Arwa Salih's The Premature: Gendering the History of the Egyptian Left

GenderRevolutionHead
By Hanan Hammed
This article examines the intellectual legacy of the Egyptian Marxist Arwa Salih (1953-97) in order to trace an intimate history of the Egyptian left. Gender relations among comrades have underpinned the movement that has enveloped women’s rights in the folds of national and class struggles. In her short life, Salih was a veteran underground activist and, from 1972-73, a key leader of the most effective student movement in modern Egypt. She translated Marxist and feminist literature into Arabic and composed works in diverse literary genres. Viewing the leftist movement from the gender edge, I provide a reading of Salih’s biographical works, al-Mubtasirun (The Premature, 1996) and Saratan al-Ruh (Soul Cancer, 1998). I study Salih’s texts under the rubric of biographical writings, although it might be difficult to categorize those texts as such. They are neither autobiographies nor memoirs in the strict sense of those terms.

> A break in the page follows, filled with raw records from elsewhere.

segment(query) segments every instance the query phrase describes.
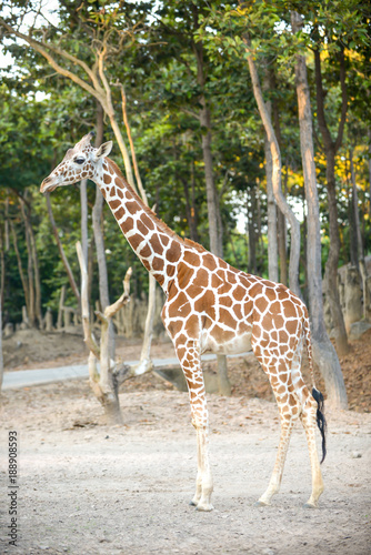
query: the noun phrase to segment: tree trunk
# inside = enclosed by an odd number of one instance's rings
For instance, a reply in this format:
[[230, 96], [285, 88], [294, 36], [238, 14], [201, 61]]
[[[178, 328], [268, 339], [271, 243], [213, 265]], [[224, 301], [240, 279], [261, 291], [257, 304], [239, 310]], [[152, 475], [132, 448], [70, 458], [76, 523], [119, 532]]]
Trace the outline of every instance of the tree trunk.
[[[34, 287], [34, 316], [39, 324], [39, 327], [42, 329], [42, 313], [41, 313], [41, 282], [40, 282], [40, 270], [39, 270], [39, 258], [38, 251], [36, 246], [36, 239], [31, 223], [30, 215], [30, 206], [27, 205], [26, 200], [20, 196], [21, 203], [21, 212], [26, 224], [26, 235], [28, 235], [28, 244], [30, 245], [31, 253], [31, 265], [33, 270], [33, 287]], [[30, 285], [30, 282], [29, 282]]]
[[[272, 85], [272, 80], [270, 75], [270, 70], [265, 68], [265, 74], [263, 79], [263, 90], [270, 91]], [[271, 101], [265, 102], [265, 109], [271, 118], [272, 105]], [[270, 144], [268, 141], [268, 135], [264, 133], [264, 155], [265, 155], [265, 175], [267, 175], [267, 219], [268, 219], [268, 275], [269, 279], [278, 282], [278, 242], [277, 242], [277, 208], [273, 193], [273, 159]]]
[[2, 406], [2, 380], [3, 380], [3, 356], [2, 356], [2, 303], [0, 299], [0, 407]]
[[289, 284], [293, 293], [300, 296], [299, 286], [299, 259], [300, 259], [300, 224], [289, 206], [285, 198], [282, 194], [281, 189], [281, 153], [277, 141], [277, 137], [273, 130], [271, 118], [267, 112], [263, 95], [260, 88], [260, 81], [255, 63], [253, 61], [253, 52], [250, 49], [250, 42], [248, 38], [244, 38], [244, 43], [247, 46], [248, 52], [248, 63], [252, 81], [253, 94], [258, 104], [260, 118], [263, 122], [270, 150], [272, 153], [273, 171], [272, 171], [272, 184], [273, 192], [275, 196], [275, 202], [280, 208], [281, 212], [288, 219], [291, 228], [291, 252], [290, 252], [290, 265], [289, 265]]
[[88, 261], [88, 180], [83, 179], [80, 182], [80, 206], [81, 206], [81, 246], [86, 261]]
[[29, 296], [29, 284], [28, 284], [27, 276], [24, 275], [24, 272], [23, 272], [22, 260], [21, 260], [19, 249], [18, 249], [17, 231], [16, 231], [14, 224], [11, 220], [10, 220], [10, 228], [11, 228], [11, 234], [13, 238], [13, 245], [14, 245], [14, 251], [16, 251], [16, 256], [17, 256], [19, 276], [21, 279], [23, 293], [24, 293], [24, 302], [26, 302], [26, 306], [27, 306], [27, 312], [29, 314], [31, 311], [30, 296]]
[[354, 216], [354, 228], [355, 228], [355, 236], [357, 236], [357, 250], [358, 250], [358, 262], [359, 270], [362, 278], [362, 289], [363, 289], [363, 317], [368, 317], [368, 309], [370, 304], [370, 295], [368, 289], [368, 271], [364, 262], [364, 249], [363, 241], [361, 234], [361, 225], [360, 225], [360, 214], [358, 210], [358, 191], [357, 191], [357, 182], [355, 182], [355, 171], [353, 163], [353, 151], [349, 151], [349, 160], [350, 160], [350, 173], [352, 180], [352, 200], [353, 200], [353, 216]]
[[369, 167], [369, 218], [371, 220], [371, 128], [369, 128], [368, 137], [369, 137], [369, 161], [368, 161], [368, 167]]
[[[257, 183], [258, 186], [258, 183]], [[249, 233], [249, 255], [248, 255], [248, 271], [251, 274], [258, 273], [257, 266], [257, 194], [255, 186], [248, 190], [247, 195], [247, 209], [248, 209], [248, 233]]]
[[183, 184], [184, 198], [186, 198], [186, 215], [187, 222], [189, 226], [189, 233], [192, 241], [199, 242], [199, 235], [197, 232], [197, 218], [195, 218], [195, 206], [193, 202], [191, 202], [190, 193], [189, 193], [189, 184], [187, 178], [183, 179], [180, 176], [180, 180]]
[[[301, 29], [302, 20], [297, 12], [291, 13], [291, 24], [293, 32]], [[347, 391], [339, 359], [327, 334], [323, 317], [320, 209], [315, 179], [310, 92], [305, 58], [303, 56], [297, 56], [295, 85], [299, 109], [301, 159], [308, 205], [307, 258], [310, 264], [310, 271], [308, 272], [308, 292], [313, 357], [324, 379], [329, 403], [337, 408], [347, 408]]]
[[[89, 300], [88, 300], [88, 271], [86, 260], [83, 258], [81, 243], [77, 243], [77, 252], [81, 270], [81, 315], [84, 330], [84, 341], [90, 349], [89, 356], [89, 374], [90, 385], [102, 404], [108, 424], [122, 424], [122, 414], [120, 411], [120, 402], [118, 391], [113, 386], [112, 364], [109, 347], [109, 322], [102, 324], [101, 330], [101, 347], [99, 350], [91, 334], [89, 319]], [[100, 374], [97, 372], [96, 359], [100, 359]]]
[[[127, 97], [126, 97], [122, 84], [120, 84], [120, 89], [121, 89], [121, 101], [122, 101], [122, 118], [123, 118], [129, 144], [130, 144], [130, 152], [131, 152], [132, 163], [134, 167], [134, 174], [136, 174], [136, 179], [137, 179], [137, 184], [138, 184], [140, 195], [143, 200], [144, 204], [148, 206], [149, 204], [148, 204], [146, 190], [143, 188], [142, 180], [141, 180], [141, 176], [139, 173], [134, 142], [133, 142], [132, 137], [131, 137], [131, 129], [130, 129], [129, 119], [128, 119], [128, 114], [127, 114]], [[136, 367], [137, 375], [141, 375], [141, 374], [144, 374], [147, 372], [150, 372], [153, 367], [152, 361], [151, 361], [151, 344], [152, 344], [152, 336], [153, 336], [154, 311], [156, 311], [156, 279], [152, 274], [149, 274], [148, 309], [147, 309], [147, 317], [146, 317], [146, 324], [144, 324], [144, 336], [143, 336], [142, 350], [141, 350], [141, 354], [140, 354], [140, 362]]]
[[[287, 168], [288, 170], [288, 168]], [[284, 185], [283, 190], [288, 189], [288, 171], [284, 173]], [[285, 196], [285, 193], [284, 193]], [[283, 285], [288, 284], [288, 248], [287, 248], [287, 229], [285, 229], [285, 218], [281, 210], [277, 211], [277, 230], [278, 230], [278, 245], [280, 255], [280, 282]]]
[[[3, 293], [6, 287], [6, 255], [4, 255], [4, 241], [2, 235], [2, 228], [0, 229], [0, 305], [3, 306]], [[0, 321], [1, 325], [1, 321]]]
[[333, 150], [327, 151], [327, 189], [328, 208], [330, 225], [330, 246], [329, 256], [325, 263], [325, 294], [329, 300], [332, 325], [334, 329], [334, 339], [340, 355], [349, 352], [348, 335], [345, 331], [344, 317], [341, 310], [339, 287], [338, 287], [338, 266], [340, 255], [340, 235], [338, 224], [338, 204], [334, 178], [335, 158]]
[[[193, 43], [193, 49], [197, 59], [197, 80], [201, 88], [201, 95], [199, 99], [201, 110], [199, 114], [201, 124], [201, 144], [204, 164], [204, 180], [207, 184], [207, 201], [208, 201], [208, 220], [209, 220], [209, 239], [210, 251], [217, 256], [223, 256], [223, 243], [221, 236], [221, 215], [220, 206], [218, 203], [218, 193], [213, 179], [212, 171], [212, 153], [211, 153], [211, 117], [210, 110], [207, 105], [203, 88], [205, 83], [204, 68], [203, 68], [203, 46], [202, 42]], [[219, 226], [218, 226], [219, 223]], [[231, 394], [231, 384], [228, 379], [228, 366], [225, 355], [218, 355], [218, 387], [221, 395]]]
[[33, 284], [33, 264], [32, 264], [32, 249], [29, 226], [27, 224], [27, 216], [24, 213], [23, 202], [20, 200], [21, 214], [24, 223], [24, 235], [26, 235], [26, 246], [27, 246], [27, 284], [28, 284], [28, 297], [29, 306], [28, 310], [28, 321], [33, 327], [36, 325], [36, 310], [34, 310], [34, 284]]
[[46, 193], [44, 196], [46, 196], [46, 201], [47, 201], [49, 220], [50, 220], [51, 228], [53, 230], [53, 234], [54, 234], [54, 238], [56, 238], [56, 242], [57, 242], [57, 246], [58, 246], [58, 250], [59, 250], [59, 254], [61, 256], [63, 266], [66, 269], [67, 276], [68, 276], [68, 280], [70, 282], [71, 289], [73, 291], [73, 294], [74, 294], [74, 296], [76, 296], [76, 299], [78, 301], [78, 305], [80, 306], [80, 292], [79, 292], [79, 287], [78, 287], [77, 283], [74, 281], [71, 266], [70, 266], [70, 264], [69, 264], [69, 262], [67, 260], [63, 245], [62, 245], [61, 240], [59, 238], [59, 233], [58, 233], [58, 229], [57, 229], [57, 224], [56, 224], [56, 220], [54, 220], [54, 215], [53, 215], [53, 211], [52, 211], [52, 206], [51, 206], [50, 193]]
[[[96, 148], [100, 147], [103, 142], [103, 110], [102, 107], [97, 103], [97, 134], [96, 134]], [[99, 272], [99, 299], [101, 310], [104, 311], [110, 304], [109, 297], [109, 286], [108, 286], [108, 272], [107, 272], [107, 261], [106, 261], [106, 249], [104, 249], [104, 236], [102, 229], [102, 213], [103, 213], [104, 199], [98, 185], [96, 185], [96, 202], [92, 210], [92, 226], [94, 234], [98, 272]], [[110, 356], [114, 360], [114, 327], [111, 322], [109, 327], [109, 349]]]
[[315, 65], [315, 95], [317, 95], [317, 115], [319, 128], [323, 139], [325, 153], [325, 178], [328, 189], [328, 210], [329, 210], [329, 226], [330, 226], [330, 246], [329, 258], [325, 264], [325, 293], [328, 295], [332, 324], [334, 327], [334, 337], [339, 354], [343, 355], [349, 352], [348, 336], [344, 325], [344, 319], [340, 305], [340, 296], [338, 290], [338, 265], [340, 254], [340, 235], [338, 223], [338, 204], [337, 204], [337, 188], [335, 188], [335, 154], [341, 145], [343, 129], [345, 124], [348, 110], [348, 95], [345, 85], [345, 67], [344, 53], [340, 53], [340, 85], [342, 95], [341, 118], [338, 128], [335, 141], [332, 140], [324, 115], [324, 92], [322, 88], [321, 73], [321, 54], [319, 49], [314, 50]]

Rather than providing a chronology of life events, the texts offer a deep and intimate reflection on Salih’s experience as a female communist intellectual, activist, and frustrated Marxist believer who spent her last days in psychiatric clinics. Salih offers  an unprecedentedly harsh critique of Egyptian communists from gender and generational perspectives. She broke taboos about sex and intimacy among comrades and cast doubt on her male comrades’ morality and sexual exploitation of female colleagues. Leftists in Egypt have blamed the demise of their movements on the ruling regime’s repression as well as the right-wing Islamists’ ideological ascendance. Salih broke with this rhetoric. Her vision and legacy pose important questions as to how emotions, gender relations, moral regimes, and sexuality shackled the political potency of the Egyptian left. Salih’s experience is comparable to that of US women in the civil rights movement and women participants in Latin American revolutions. In all three instances, women came to feminism by rethinking private relations in their progressive movements, by confronting the issue of sexual harassment, and by refashioning public and personal politics among male and female activists.